In which sectors have you have seen maximum default or payment problem?

Majority of the claims have come from banks on their credit to exporters of commodities, diamond and gem and jewellery.

What is your focus currently?

My focus this year will be to strive for higher growth of direct cover to exporters. We target a growth of 10 per cent in this segment in the current year. Since we are taking the risk of buyers directly, we need to have a better rating system of overseas buyers. So we are introducing a scorecard system.

Many times, it is very difficult to get information about buyers. Sometime we have only their addresses. In counties like the UAE, we have to depend on outside agency for information. We also want to grade active buyers based on which we will prescribe individual exposure limit to them. The grading system is based on both qualitative and quantitative factors.

We will also enlarge the panel of agencies who give such rating/credit reports. We have information of about 94,000 overseas buyers.

What about country risk?

For country risk we are already having a model: Open cover and restricted cover lists. Open cover means our branches can decide on the exposure limit of buyers. In the restricted cover, the exposure limit is restricted. For example, Greece is currently in the restricted cover list. We have guidelines on this and the country grading is put on our Web site.

Are you giving cover against exports to Iran?

Iran is placed in Group B1 (3/7 - moderately low risk) and in Restricted cover Category II where specific approval is given, on case-to-case basis, for each contract of shipment. Cover for shipments to Iran is available for bills invoiced in currencies other than US dollar, euro and yen. Bills invoiced in rupees are also covered. Banks and entities on the UN and other sanctioned lists are not covered. Exporters are obliged to comply with FEMA guidelines as well as the foreign trade policy of the Government.

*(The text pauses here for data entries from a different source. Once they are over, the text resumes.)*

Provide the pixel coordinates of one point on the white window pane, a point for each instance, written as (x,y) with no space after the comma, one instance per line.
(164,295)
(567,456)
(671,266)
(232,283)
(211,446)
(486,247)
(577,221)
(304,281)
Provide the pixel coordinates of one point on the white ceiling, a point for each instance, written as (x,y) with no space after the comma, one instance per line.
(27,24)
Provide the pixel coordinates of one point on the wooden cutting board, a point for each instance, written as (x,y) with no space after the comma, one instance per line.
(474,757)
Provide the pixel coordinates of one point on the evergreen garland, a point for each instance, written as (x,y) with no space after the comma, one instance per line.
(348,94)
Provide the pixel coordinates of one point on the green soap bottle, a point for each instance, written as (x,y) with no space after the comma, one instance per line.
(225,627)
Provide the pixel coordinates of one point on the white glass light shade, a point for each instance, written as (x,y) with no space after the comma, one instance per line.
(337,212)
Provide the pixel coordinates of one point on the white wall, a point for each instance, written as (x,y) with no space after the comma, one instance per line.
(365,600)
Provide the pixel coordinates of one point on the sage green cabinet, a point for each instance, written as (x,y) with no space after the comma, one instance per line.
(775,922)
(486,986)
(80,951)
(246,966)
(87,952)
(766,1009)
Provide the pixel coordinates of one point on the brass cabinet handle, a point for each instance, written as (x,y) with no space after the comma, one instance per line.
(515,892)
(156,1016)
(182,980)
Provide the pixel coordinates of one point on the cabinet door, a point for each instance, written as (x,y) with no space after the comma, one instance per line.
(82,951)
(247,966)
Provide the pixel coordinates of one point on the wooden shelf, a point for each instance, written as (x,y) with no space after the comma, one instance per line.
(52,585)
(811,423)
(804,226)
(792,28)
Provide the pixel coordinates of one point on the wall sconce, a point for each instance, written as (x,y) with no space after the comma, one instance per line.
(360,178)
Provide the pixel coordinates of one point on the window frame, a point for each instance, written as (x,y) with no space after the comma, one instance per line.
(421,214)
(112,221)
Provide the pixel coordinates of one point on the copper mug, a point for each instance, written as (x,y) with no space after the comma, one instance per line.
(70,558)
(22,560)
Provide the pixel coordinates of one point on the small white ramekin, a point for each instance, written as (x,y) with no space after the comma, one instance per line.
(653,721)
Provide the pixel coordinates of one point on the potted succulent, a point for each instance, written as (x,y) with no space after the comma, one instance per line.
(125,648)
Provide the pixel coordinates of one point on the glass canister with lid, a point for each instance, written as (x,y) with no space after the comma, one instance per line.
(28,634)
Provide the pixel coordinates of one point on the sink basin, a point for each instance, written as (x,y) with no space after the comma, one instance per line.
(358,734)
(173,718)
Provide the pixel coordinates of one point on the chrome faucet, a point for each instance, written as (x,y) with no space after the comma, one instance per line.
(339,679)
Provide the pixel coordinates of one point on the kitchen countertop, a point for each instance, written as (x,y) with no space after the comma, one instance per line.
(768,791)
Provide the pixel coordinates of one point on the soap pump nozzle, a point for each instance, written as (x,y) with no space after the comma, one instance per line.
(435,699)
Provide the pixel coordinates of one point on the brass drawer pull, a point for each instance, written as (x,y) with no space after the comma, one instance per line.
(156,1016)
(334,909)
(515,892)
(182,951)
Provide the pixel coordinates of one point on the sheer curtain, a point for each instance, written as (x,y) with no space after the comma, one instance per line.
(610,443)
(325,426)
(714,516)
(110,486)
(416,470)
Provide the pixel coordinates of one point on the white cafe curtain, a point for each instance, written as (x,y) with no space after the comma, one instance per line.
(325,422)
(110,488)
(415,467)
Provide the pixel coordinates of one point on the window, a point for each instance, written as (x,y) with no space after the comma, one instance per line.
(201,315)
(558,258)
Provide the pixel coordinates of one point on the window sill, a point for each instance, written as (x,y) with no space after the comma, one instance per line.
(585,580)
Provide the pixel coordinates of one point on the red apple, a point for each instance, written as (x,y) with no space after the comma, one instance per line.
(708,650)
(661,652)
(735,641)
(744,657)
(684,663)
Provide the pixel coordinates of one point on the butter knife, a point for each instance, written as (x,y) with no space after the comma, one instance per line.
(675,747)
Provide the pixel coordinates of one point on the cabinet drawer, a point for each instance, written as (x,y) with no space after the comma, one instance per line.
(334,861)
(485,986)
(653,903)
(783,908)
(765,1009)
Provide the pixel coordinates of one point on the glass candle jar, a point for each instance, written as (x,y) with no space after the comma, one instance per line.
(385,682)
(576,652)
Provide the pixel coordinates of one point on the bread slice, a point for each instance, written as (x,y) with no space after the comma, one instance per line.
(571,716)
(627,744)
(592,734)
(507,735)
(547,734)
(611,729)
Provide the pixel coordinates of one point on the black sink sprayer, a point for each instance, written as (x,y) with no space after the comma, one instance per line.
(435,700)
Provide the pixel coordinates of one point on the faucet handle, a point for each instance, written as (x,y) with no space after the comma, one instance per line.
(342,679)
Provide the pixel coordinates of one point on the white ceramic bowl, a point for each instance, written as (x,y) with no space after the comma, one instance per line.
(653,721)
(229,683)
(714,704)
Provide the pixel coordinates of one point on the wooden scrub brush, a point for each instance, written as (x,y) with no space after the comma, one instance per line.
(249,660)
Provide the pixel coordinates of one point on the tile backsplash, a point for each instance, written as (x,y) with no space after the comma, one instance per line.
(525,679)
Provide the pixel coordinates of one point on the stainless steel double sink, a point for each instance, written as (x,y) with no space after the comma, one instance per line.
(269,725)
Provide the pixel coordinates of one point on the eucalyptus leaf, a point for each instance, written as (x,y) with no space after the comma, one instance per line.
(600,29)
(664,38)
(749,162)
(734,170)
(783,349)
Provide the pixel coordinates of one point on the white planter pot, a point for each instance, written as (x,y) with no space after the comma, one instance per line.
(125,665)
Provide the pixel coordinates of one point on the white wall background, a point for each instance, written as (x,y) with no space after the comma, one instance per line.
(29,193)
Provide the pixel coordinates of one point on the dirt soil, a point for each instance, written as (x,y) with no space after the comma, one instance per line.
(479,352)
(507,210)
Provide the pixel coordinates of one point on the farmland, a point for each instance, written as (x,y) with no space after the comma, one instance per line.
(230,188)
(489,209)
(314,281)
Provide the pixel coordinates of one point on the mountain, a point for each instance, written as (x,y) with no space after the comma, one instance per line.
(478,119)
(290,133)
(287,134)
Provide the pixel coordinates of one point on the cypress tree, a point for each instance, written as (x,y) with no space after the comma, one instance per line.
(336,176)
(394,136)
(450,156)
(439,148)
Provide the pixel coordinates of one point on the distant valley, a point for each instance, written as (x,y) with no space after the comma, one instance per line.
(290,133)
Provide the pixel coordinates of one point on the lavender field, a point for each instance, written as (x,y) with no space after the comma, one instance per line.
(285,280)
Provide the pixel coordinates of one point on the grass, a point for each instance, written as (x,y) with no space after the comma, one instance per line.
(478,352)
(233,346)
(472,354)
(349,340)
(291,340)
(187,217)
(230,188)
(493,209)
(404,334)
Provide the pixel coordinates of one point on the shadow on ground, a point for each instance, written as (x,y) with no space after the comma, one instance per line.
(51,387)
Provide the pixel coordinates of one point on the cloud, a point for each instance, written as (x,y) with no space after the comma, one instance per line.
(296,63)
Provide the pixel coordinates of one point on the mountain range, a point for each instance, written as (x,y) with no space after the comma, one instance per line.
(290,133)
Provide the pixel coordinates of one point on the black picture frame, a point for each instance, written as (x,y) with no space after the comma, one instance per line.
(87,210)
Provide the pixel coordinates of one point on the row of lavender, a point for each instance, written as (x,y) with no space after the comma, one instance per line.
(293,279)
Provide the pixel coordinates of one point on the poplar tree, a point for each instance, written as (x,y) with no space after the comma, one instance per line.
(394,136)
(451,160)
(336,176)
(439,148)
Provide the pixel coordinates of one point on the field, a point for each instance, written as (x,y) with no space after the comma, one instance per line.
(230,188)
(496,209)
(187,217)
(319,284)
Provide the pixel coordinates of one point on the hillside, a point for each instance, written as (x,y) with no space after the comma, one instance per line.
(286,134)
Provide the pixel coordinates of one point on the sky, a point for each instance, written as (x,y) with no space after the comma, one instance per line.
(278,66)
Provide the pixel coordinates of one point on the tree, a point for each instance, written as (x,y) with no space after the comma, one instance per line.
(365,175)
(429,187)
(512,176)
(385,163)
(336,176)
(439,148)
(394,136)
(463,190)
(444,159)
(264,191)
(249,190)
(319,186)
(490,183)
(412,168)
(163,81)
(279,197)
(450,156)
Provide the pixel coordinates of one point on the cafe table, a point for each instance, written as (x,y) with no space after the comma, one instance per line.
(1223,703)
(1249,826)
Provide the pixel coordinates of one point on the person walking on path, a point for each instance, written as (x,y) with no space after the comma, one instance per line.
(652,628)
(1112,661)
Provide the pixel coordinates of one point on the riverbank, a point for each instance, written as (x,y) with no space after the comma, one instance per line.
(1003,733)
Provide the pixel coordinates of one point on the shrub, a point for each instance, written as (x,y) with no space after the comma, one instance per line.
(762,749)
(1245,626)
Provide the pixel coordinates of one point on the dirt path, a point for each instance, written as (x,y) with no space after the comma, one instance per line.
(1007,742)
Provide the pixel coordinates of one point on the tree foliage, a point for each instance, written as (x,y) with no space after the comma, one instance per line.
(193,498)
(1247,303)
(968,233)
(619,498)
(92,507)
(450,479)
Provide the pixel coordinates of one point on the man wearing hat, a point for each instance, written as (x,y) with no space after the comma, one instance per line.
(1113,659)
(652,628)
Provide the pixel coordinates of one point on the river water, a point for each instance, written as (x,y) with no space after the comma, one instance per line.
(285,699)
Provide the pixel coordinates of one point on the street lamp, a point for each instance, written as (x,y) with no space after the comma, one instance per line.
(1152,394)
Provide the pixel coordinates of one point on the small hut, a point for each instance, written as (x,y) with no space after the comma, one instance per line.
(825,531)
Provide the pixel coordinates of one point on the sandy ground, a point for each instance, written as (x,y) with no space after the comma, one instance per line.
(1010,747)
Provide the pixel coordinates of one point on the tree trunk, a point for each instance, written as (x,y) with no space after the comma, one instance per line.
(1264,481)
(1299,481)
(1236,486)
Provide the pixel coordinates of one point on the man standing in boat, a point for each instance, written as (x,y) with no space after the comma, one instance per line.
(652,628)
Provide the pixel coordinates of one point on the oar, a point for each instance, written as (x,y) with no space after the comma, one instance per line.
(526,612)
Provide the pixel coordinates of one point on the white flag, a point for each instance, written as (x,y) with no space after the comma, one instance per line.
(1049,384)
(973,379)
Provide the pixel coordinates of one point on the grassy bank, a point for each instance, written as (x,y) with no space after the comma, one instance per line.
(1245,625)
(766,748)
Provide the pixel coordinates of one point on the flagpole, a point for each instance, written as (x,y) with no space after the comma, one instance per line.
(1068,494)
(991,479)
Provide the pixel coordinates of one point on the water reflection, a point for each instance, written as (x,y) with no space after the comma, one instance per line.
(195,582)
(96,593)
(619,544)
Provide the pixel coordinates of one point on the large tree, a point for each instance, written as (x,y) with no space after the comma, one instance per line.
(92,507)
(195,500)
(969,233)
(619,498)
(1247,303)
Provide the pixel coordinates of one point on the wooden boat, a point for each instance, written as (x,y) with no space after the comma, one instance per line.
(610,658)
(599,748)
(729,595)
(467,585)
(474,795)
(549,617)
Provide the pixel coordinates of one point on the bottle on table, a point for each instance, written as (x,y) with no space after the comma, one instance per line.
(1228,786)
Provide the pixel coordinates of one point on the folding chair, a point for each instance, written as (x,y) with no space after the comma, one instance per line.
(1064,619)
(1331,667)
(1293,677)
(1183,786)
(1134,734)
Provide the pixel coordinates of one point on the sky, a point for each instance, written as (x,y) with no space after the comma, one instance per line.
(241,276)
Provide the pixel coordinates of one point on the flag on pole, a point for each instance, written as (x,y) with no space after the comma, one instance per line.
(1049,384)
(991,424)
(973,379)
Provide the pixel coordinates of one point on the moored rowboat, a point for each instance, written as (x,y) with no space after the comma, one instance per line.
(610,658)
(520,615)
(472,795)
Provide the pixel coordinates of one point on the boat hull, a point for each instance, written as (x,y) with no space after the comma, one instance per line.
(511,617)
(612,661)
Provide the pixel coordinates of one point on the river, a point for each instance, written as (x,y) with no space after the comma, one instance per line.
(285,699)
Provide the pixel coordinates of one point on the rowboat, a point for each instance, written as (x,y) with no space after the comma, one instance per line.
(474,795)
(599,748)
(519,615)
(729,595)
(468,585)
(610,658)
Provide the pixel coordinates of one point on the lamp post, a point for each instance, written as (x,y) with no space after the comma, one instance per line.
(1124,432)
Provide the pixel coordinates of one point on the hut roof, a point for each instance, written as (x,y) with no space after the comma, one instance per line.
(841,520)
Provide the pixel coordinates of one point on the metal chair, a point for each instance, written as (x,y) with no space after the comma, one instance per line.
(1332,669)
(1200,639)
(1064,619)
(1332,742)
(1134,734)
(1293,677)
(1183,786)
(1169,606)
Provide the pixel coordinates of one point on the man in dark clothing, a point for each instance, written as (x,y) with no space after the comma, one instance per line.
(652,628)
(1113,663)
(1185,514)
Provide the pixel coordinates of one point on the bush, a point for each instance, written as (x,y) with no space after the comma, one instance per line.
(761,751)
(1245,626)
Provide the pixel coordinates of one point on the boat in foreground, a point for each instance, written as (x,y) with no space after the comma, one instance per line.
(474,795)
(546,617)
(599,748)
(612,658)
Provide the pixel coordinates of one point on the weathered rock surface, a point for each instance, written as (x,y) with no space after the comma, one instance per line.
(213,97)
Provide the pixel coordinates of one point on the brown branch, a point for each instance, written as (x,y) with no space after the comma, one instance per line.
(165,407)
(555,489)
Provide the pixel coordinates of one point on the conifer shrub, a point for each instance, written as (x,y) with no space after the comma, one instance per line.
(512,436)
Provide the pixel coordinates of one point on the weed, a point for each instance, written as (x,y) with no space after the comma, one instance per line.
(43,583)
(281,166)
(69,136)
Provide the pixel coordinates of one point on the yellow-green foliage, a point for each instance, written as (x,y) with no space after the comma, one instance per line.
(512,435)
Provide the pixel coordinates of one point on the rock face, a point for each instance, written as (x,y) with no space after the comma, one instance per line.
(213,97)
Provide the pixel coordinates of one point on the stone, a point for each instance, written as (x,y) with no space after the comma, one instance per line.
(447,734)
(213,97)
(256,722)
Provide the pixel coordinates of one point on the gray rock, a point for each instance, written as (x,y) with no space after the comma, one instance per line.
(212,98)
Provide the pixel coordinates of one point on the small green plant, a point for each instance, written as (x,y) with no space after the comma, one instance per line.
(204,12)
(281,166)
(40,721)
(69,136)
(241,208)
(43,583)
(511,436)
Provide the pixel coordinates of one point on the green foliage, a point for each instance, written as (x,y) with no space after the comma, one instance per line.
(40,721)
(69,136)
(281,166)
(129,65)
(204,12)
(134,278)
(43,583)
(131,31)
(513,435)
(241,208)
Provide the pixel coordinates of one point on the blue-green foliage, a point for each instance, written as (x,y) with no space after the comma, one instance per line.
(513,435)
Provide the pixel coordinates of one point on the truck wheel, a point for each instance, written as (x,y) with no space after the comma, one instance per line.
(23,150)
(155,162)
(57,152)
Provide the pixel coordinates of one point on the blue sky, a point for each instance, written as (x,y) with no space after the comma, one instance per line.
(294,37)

How do you manage recovery?

We want to strengthen our recovery system. Currently we do not have any overseas offices. Now, we are trying to explore the possibility of opening an overseas office. This will help us not only in recovery but also in fixing limits on buyers. Our own person can coordinate the activity better. I am sending a proposal to the government to set up some overseas offices where we have large exposures. We are doing a cost-benefit analysis for an overseas office. On default by overseas buyers, foreign insurers get the right of subrogation. In India, we are not getting this.

Any plan to increase your capital base?

Our business is growing. We need more capital. We would be approaching the government for increasing both paid-up and authorised capital of ECGC. Paid-up capital is expected to be increased by Rs 100 crore in the current fiscal.

As we are registered with IRDA, we have to follow all the prudential norms prescribed by IRDA.

Are you going overseas for re-insurance?

We have reinsurance facility from GIC. Of course, overseas reinsurance depends on the offers from overseas re-insurers and subject to IRDA guidelines. In reinsurance with overseas re-insurers, we are transferring the risk out of the country.